Ulaştırma ve Altyapı Bakanı Adil Karaismailoğlu, Ekrem İmamoğlu’nun “Atatürk Havalimanı’nı yeniden açacağız” sözlerine karşılık verirken şöyle demiş:

“Atatürk Havalimanı hikayesi kapandı, gitti. Oranın şimdi kuzey-güney pistine ‘Millet Bahçesi’ olarak işe başlanıyor.”

Açıp Devlet Hava Meydanları’nın sitesinden Atatürk Havalimanı’nın tarihçesine baktım. 1912’de askeri ihtiyaçlar için yapılmış. 1945’te sivil havacılık örgütü kurulunca uluslararası bir havalimanına dönüştürülmüş. Yıllar geçtikçe büyümüş ve hep çağın gereklerine ayak uydurmuş. “Yeşilköy” olan adı 1985’teki genişlemeden sonra “Atatürk Havalimanı” olarak değiştirilmiş.

Emin olun ki Karaismailoğlu “hikayesi kapandı” ifadesini öylesine seçmemişti. Çünkü kapatmaya çalıştığı sıradan bir havaalanı değildi.

Daha önce satılan, kapatılan, yok edilen kurumlar gibi, Cumhuriyet’le özdeşleşen ve hikayesi olan bir yerdi.

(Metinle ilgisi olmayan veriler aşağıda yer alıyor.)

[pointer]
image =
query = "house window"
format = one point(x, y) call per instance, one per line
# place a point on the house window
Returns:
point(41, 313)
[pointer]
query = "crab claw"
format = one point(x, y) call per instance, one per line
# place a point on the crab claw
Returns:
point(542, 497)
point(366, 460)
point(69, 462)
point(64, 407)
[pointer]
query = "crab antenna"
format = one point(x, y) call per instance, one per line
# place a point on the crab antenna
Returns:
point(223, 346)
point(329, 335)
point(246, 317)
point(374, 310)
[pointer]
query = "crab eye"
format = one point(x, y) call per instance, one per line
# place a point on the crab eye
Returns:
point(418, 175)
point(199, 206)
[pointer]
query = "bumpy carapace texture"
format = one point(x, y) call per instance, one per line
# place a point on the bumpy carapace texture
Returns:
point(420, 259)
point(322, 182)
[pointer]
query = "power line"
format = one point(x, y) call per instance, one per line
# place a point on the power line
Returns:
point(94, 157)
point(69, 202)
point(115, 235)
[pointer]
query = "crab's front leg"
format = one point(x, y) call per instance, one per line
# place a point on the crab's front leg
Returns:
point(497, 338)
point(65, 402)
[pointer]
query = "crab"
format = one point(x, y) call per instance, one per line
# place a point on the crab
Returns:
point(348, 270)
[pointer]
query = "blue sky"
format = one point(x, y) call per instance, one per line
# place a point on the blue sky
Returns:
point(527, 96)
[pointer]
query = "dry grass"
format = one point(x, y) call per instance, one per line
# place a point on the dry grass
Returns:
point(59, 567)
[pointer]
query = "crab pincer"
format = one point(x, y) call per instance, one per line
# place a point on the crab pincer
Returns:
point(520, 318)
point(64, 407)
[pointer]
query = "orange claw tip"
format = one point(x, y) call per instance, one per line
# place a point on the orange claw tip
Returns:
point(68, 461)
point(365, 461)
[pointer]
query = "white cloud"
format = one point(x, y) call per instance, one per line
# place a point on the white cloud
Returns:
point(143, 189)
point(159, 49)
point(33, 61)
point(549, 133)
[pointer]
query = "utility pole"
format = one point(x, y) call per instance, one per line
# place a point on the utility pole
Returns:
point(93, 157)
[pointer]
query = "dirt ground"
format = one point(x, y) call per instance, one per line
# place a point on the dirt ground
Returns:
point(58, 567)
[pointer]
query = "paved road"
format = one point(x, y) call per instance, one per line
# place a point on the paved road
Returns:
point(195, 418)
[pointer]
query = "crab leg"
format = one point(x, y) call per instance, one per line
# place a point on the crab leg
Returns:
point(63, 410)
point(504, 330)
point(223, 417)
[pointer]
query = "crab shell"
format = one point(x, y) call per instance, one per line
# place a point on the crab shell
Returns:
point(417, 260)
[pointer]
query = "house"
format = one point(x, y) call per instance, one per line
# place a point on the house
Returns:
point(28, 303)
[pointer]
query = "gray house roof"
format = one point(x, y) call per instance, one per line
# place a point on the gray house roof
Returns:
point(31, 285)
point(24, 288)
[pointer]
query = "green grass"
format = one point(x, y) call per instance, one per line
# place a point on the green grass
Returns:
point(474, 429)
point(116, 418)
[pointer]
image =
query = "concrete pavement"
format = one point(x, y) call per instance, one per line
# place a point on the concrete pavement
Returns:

Atatürk Havalimanı’nın, namı diğer Yeşilköy’ün hikayesi öyle kolay yazılmadı ki kolay kapansın. Bakın buraya yazıyorum:

Geride bıraktığımız yıllar boyunca bir sürü bakanın siyasetçinin hikayesini kapatan bu millet, Karaismailoğlu hikayesini de kapatacak ama Atatürk Havalimanı’nı da yeniden açacak. Göreceksiniz!